So, here is a list of my kitchen essentials. The tools in my toolbox.

1. Pressure Cooker
2. Sharp knives
3. Cast Iron Skillet
4. Micro-Plane Zester
5. Cuisinart (food processor)
6. Blender
7. Olive Oil
8. Sea Salt
9. Hand Grater
10. Love

A pressure cooker is number one. I try to think about how I lived without one, and it boggles my mind. A pressure cooker has made it possible for me to keep the pace of cooking up so that I can remove canned food from my house. It has allowed me to cook things quicker. The thought of having vegetable soup or a pot of beans for dinner without spending 3 hours cooking has radically shifted my cooking perspective. I will go far as to say that I think pressure cookers are the green kitchen tool of the food revolution we are experiencing. A pressure cooker is essential to have if you are eating on a budget. If you are conscious of having to spend "too much time" in the kitchen. If you are trying simplify your life. If you are shifting to eating less meat. If you are increasing your fiber intake. I could go on....
There is a wonderful website: Miss Vickie that is dedicated to pressure cooking. Recipes, cooking times, pressure cooker reviews. I highly recommend browsing the site. Happy Cooking!

7 comments:

Anonymous said...

very eloquently worded jess. i love you :)

windycityvegan said...

Oh Jessica, this post just made my day. I am so glad you acknowledged that *you* are part of the food revolution. So many of us need to own that sentiment!

I agree with everything you said about pressure cooking - it is the number one thing I tell people I rely on to save time! It has also allowed me the freedom to experiment with sprouting legumes and grains; if I fall short on time and all my beans aren't quite sprouted yet, I can quickly pressure cook a different batch and leave my soaking ones alone.

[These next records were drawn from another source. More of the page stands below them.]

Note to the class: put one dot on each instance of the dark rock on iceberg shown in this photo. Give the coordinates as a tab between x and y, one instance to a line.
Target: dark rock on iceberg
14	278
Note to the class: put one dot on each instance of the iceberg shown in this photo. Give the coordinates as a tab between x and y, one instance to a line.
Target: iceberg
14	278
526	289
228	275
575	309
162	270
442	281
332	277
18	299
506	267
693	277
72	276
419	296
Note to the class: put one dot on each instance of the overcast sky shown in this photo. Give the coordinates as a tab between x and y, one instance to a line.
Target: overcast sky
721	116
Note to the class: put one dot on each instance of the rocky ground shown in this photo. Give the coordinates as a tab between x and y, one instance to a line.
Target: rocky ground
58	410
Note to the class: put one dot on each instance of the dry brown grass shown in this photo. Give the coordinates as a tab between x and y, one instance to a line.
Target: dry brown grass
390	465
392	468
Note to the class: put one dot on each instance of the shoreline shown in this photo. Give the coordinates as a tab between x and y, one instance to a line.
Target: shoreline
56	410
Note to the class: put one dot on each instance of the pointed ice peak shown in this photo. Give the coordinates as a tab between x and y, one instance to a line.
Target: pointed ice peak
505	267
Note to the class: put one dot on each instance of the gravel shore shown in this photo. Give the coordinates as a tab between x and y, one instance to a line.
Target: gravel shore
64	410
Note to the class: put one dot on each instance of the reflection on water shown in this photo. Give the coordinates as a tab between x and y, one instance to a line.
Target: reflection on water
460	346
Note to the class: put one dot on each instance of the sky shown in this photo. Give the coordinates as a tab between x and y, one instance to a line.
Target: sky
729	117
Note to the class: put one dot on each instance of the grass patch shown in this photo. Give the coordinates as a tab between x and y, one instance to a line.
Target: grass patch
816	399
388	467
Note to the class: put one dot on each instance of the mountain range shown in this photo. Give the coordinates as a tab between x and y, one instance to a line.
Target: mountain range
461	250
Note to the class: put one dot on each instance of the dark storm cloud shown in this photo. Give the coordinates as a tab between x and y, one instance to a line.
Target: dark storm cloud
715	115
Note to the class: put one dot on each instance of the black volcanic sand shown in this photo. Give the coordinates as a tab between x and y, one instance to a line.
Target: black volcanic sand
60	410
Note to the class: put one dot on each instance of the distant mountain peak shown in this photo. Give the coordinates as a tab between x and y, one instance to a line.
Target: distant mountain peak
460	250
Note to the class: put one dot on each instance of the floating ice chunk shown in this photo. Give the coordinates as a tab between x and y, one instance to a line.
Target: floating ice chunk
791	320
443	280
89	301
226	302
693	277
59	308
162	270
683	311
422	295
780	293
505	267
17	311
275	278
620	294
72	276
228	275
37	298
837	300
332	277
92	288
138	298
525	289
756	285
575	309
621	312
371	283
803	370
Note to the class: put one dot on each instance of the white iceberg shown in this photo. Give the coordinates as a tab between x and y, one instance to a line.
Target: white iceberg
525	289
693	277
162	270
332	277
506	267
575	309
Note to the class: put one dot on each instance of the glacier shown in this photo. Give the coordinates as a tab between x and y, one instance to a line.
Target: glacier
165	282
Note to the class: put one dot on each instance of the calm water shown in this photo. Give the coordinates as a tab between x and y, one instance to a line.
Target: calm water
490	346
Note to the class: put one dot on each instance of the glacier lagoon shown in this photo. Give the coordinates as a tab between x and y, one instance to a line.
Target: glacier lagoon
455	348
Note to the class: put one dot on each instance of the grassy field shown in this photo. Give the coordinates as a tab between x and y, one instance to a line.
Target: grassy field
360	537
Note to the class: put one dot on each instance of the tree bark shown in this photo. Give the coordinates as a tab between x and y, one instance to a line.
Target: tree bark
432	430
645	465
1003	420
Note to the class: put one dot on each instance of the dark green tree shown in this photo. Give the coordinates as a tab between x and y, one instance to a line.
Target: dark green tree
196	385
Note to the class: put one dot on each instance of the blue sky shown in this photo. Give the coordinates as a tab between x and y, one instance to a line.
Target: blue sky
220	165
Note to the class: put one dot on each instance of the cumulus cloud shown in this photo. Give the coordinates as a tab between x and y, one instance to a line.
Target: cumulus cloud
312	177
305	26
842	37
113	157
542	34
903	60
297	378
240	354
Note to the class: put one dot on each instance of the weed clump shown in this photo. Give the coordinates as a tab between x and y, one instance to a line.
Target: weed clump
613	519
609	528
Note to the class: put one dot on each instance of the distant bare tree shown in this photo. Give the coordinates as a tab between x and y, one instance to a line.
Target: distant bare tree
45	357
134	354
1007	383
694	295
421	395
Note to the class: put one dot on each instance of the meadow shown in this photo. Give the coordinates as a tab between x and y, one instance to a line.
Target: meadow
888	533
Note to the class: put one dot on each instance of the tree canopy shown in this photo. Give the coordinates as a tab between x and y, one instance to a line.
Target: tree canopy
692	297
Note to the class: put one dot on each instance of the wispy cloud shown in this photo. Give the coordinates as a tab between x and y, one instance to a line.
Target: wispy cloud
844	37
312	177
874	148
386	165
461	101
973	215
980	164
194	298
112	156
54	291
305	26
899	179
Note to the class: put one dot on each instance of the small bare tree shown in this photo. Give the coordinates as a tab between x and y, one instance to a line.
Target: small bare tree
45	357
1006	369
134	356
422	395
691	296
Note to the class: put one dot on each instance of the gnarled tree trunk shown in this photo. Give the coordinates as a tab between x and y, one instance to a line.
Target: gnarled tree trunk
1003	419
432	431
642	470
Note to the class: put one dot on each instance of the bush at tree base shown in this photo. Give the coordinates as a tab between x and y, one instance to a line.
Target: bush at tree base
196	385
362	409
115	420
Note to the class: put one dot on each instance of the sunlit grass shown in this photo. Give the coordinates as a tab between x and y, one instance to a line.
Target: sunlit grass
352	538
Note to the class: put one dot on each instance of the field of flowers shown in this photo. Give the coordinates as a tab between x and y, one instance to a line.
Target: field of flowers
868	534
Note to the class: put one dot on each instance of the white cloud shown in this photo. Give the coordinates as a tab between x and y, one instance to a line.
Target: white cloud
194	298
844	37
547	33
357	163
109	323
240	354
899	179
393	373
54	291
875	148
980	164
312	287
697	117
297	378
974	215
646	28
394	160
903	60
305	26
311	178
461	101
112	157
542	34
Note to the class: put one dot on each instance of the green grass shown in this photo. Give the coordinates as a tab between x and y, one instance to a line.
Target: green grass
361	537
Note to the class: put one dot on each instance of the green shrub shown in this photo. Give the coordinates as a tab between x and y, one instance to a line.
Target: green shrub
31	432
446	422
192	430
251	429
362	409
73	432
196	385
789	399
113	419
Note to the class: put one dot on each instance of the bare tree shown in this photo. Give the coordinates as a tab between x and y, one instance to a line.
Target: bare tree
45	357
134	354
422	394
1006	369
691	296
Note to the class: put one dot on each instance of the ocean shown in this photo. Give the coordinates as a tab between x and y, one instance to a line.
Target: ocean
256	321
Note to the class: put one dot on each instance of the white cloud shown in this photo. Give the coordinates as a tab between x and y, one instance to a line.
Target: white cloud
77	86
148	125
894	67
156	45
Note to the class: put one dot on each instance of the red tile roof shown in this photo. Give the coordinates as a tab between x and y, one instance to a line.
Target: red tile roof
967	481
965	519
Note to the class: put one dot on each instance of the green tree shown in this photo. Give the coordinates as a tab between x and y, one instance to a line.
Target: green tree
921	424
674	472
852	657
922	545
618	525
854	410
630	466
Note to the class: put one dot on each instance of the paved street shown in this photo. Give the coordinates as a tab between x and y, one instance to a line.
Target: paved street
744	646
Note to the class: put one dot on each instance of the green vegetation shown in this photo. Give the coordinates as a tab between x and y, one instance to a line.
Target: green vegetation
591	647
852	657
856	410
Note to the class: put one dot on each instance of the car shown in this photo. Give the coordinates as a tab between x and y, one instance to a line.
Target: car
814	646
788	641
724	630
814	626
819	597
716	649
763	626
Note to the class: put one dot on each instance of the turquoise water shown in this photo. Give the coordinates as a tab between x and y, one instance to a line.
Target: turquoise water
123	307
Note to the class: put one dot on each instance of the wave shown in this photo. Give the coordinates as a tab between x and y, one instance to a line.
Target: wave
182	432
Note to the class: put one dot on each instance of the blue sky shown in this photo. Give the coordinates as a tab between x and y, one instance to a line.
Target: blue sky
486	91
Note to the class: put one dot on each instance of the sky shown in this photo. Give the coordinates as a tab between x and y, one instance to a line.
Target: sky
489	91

Love. Such an integral part of the current food revolution, I believe. Right now, everything I do in the kitchen really centers around my daughter - teaching her basic techniques, teaching her not to be afraid to experiment, teaching her that whole foods are so good for her in a multitude of ways - so for the past few years, everything done in my kitchen is done with love.

Anonymous said...

i somehow missed this one. fabulous post...guess it's time for a pressure cooker! x

tracingterroir said...

I love using the off-grid term for nutrition. I'm a Holistic Nutrition major and like you, have shifted from bottles and labels and supplements like "natural health stores" will promote.
I much prefer and feel confident in the holistic choices of the origin of your food and how you have a hand in making it.
Thanks for sharing these thoughts.
-Camille

Ashley said...

wow, i have never even thought of looking into one, much less purchasing. so glad you brought this up!

Becky said...

The one tool missing in my kitchen! I'll have to give this some serious consideration, but first I'll check out that website...

Nancy said...

Well said! I'm getting more and more off the grid myself these days - here's to a food revolution :) And great compendium of essential kitchen tools (#10 especially). I know a pressure cooker would change my life but currently nowhere to put one in my tiny nyc kitchen - someday soon though!